[
https://issues.apache.org/jira/browse/YARN-7427?page=com.atlassian.jira.plugin.system.issuetabpanels:comment-tabpanel&focusedCommentId=16236807#comment-16236807
]
Jonathan Hung commented on YARN-7427:
-------------------------------------
So the issue only appears to be when a queue's label is unused so far (e.g. on
startup), {noformat} public PartitionResourcesInfo
getPartitionResourceUsageInfo(
String partitionName) {
for (PartitionResourcesInfo partitionResourceUsageInfo :
resourceUsagesByPartition) {
if (partitionResourceUsageInfo.getPartitionName().equals(partitionName)) {
return partitionResourceUsageInfo;
}
}
return new PartitionResourcesInfo();
}{noformat} will return empty PartitionResourcesInfo if partitionName is not
found in resourceUsagesByPartition. resourceUsagesByPartition is populated by
the ResourcesInfo constructor (via resourceUsage.getNodePartitionsSet()), but
an AbstractCSQueue's queueUsage map only contains a label if this queue has
allocated/reserved/set AM limit/etc. for this label.
I couldn't repro this issue with one queue, since it seems when
AbstractCSQueue#getNodeLabelsForQueue is called in
LeafQueue#activateApplications (when node registration causes
LeafQueue#updateClusterResource to be called), it grabs the labels from the
AbstractCSQueue's queueCapacities object, which should be configured since this
queue should be configured with 100 "x" capacity.

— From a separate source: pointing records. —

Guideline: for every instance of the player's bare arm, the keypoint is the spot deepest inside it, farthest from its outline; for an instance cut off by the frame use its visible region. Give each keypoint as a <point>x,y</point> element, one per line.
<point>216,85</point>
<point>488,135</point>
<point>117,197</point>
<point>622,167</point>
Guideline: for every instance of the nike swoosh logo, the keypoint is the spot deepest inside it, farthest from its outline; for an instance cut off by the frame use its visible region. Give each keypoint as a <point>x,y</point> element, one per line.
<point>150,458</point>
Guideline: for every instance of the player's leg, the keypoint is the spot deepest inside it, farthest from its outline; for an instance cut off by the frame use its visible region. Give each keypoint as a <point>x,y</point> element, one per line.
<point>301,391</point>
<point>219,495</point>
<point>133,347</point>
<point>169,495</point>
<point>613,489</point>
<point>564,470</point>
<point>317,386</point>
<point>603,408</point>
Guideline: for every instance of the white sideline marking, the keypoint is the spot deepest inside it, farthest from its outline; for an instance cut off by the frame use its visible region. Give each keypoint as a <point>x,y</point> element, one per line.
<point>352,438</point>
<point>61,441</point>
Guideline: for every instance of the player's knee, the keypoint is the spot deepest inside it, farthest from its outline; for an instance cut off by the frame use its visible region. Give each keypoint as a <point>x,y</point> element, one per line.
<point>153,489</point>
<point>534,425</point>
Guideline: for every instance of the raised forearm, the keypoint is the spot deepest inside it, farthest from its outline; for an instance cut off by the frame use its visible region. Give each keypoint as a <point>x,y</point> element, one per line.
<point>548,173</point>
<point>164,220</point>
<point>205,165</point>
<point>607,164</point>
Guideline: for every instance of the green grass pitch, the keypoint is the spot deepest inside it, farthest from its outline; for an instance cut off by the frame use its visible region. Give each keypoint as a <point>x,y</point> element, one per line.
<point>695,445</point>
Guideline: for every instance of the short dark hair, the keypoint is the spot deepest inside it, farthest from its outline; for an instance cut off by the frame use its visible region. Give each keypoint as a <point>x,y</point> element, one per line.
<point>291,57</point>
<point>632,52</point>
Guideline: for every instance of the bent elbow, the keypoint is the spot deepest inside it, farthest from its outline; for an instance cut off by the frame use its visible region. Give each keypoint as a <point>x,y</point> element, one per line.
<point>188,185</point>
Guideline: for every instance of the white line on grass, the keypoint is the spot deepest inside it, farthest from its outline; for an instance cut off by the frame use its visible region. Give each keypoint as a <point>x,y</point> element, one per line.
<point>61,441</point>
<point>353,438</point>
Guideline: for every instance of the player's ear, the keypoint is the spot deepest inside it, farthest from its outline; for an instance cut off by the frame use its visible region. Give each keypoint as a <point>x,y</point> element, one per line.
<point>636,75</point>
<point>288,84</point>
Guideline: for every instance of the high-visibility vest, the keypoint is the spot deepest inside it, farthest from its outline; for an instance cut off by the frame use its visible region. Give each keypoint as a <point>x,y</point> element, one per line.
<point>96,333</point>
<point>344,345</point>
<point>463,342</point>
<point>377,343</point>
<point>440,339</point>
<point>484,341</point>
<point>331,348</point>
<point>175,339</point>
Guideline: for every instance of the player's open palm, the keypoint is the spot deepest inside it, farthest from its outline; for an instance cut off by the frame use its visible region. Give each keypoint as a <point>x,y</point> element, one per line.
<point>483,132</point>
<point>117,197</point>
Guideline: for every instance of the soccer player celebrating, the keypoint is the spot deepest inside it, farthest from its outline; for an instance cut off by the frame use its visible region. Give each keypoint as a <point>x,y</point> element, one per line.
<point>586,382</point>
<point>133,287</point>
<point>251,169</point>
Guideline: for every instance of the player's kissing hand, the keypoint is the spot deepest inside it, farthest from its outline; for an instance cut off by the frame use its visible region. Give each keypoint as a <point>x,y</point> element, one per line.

Since "x" is in the
queueCapacities object, when activateApplications is called, it will setAMLimit
for this queue's queueUsages for "x". But if two queues are configured, and
one queue does not have capacity for this label, this label is not in the
queueCapacities object, and thus not in the queueUsage map either.
Since the exception is thrown here in CapacitySchedulerPage: {noformat}
__("Used Resources:", resourceUsages.getUsed().toString()).{noformat}
and ResourceInfo.resources is null from the empty ResourceInfo constructor, I
think the easiest solution is to just change the ResourceInfo constructor.
Attached 001 for this
> NullPointerException in ResourceInfo when queue has not used label
> ------------------------------------------------------------------
>
> Key: YARN-7427
> URL: https://issues.apache.org/jira/browse/YARN-7427
> Project: Hadoop YARN
> Issue Type: Bug
> Reporter: Jonathan Hung
> Priority: Major
> Attachments: YARN-7427.001.patch
>
>
> {noformat}Caused by: java.lang.NullPointerException
> at
> org.apache.hadoop.yarn.server.resourcemanager.webapp.dao.ResourceInfo.toString(ResourceInfo.java:65)
> at
> org.apache.hadoop.yarn.server.resourcemanager.webapp.CapacitySchedulerPage$LeafQueueInfoBlock.renderQueueCapacityInfo(CapacitySchedulerPage.java:164)
> at
> org.apache.hadoop.yarn.server.resourcemanager.webapp.CapacitySchedulerPage$LeafQueueInfoBlock.renderLeafQueueInfoWithPartition(CapacitySchedulerPage.java:107)
> at
> org.apache.hadoop.yarn.server.resourcemanager.webapp.CapacitySchedulerPage$LeafQueueInfoBlock.render(CapacitySchedulerPage.java:96)
> at
> org.apache.hadoop.yarn.webapp.view.HtmlBlock.render(HtmlBlock.java:69)
> at
> org.apache.hadoop.yarn.webapp.view.HtmlBlock.renderPartial(HtmlBlock.java:79)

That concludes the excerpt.